Though the history of on-screen representation of sex work is complicated, problematic and often downright offensive, cinema is a medium uniquely suited to depict it. Both industries are fundamentally rooted in performance: as an actor or a sex worker, you craft a persona and become someone slightly outside yourself in order to give the customer or audience member an experience that feels sincere. Both lines of work bring fantasies to life for an exchange, but the person actually doing the work doesn’t get to reap the emotional rewards of illusion — what might be enthralling or euphoric for the client or viewer is often tedious for the worker. Like any job you do day in and out, making people feel for a living can wear you down.
Iconically named and consistently rebellious filmmaker Lizzie Borden is best known for 1983’s Born in Flames, a feminist landmark that’s half scuzzy speculative fiction in the form of a faux documentary and half searing manifesto. Borden’s career expands into greater focus with a new restoration of her 1986 feature Working Girls, a sociologically motivated study of a New York brothel that looks at sex work as strictly business. Originally released by Miramax, Working Girls was held in limbo for many years after Harvey Weinstein made Borden out to be “difficult” and essentially blacklisted her.
Molly (Louise Smith) is a young artist in New York City without many options when it comes to making a viable living and still having some time for her creative work, a situation faced by so many women in the arts. Her frustrations are universal: The money is solid, but the boss is demanding, the clients can be difficult and picky, the hours are dull, and the stress of work adds to the tensions she’s feeling with her partner. Whenever Molly is on the clock but doesn’t have a client, she takes out a little notebook and writes down her earnings — one column for the money she owes her madam, one column for the money she can keep, almost as if more will appear if she stares at the numbers enough.

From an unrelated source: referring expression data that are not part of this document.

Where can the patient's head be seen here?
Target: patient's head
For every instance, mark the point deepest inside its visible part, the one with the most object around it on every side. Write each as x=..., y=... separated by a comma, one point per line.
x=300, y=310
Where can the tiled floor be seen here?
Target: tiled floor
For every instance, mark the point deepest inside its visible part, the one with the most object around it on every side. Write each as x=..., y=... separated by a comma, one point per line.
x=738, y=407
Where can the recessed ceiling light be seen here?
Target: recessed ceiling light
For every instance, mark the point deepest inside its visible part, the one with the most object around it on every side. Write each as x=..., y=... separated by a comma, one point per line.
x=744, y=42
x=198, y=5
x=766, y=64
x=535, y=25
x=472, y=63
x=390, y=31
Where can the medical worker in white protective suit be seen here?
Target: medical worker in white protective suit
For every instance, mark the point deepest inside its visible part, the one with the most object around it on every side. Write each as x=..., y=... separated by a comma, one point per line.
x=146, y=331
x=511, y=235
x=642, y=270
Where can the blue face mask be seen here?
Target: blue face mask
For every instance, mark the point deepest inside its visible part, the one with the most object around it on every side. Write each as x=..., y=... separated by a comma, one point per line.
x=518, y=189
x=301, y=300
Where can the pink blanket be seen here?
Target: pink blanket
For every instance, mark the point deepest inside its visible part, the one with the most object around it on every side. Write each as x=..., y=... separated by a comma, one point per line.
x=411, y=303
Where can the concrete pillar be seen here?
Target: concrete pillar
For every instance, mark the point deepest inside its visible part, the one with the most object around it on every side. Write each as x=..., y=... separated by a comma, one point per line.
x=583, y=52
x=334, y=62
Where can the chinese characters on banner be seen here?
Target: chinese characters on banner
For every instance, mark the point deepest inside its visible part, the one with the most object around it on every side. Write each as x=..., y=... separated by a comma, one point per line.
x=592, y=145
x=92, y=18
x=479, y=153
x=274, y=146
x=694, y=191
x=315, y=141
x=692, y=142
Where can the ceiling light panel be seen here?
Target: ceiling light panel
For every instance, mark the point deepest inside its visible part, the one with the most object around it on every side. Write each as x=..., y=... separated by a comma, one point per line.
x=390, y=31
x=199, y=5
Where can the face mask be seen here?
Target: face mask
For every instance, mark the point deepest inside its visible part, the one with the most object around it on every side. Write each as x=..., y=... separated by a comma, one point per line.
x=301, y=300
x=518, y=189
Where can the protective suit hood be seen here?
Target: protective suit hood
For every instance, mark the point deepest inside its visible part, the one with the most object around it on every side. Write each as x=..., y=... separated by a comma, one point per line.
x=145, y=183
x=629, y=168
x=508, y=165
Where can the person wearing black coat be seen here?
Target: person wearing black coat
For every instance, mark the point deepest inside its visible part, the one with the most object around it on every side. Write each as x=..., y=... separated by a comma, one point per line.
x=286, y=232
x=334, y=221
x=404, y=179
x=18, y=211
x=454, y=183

Born in Flames is a lo-fi transmission from an alternate timeline, where socialism has been enacted on the state level but old divisions of gender, sexuality and race are still entrenched — it’s the rare American film that’s truly revolutionary in both its politics and style. Though it was developed from a tremendous amount of research and time spent with sex workers, Working Girls does not present itself as a documentary like Born in Flames does. But at its core it is a tremendously real film, a sober look at an often sensationalized subject and a thoroughly material analysis of a workplace.
More than sex itself, we see the things around sex, all the maintenance and upkeep, the aesthetic and emotional labor, the nagging of a boss who might act like your friend but still keeps a short leash. Working Girls is a collage of tissues, wet wipes and dollar bills; the girls are constantly having to run little errands and fetch condoms or birth control, just as office workers might make a run for paper or ink. Aside from bookended scenes outside the job, the film rarely ever leaves the brothel, a slightly uncanny and off-kilter studio set: It’s comfortable, but a little stuffy, with a sense the walls are slowly closing in, in the way that any work space will eventually drive you crazy. Given the almost sitcom feeling of its primary location, Working Girls has an appropriately sly sense of humor, built off the kind of natural hijinks and rapport that comes from co-workers stuck in a room together.
While Born in Flames might be radical in the in-your-face, in-the-streets sense, Working Girls is a very different kind of radical film — one that gains its power by showing how sex work, despite the misunderstanding and whorephobic society around it, is so often just as mundane as any other line of work.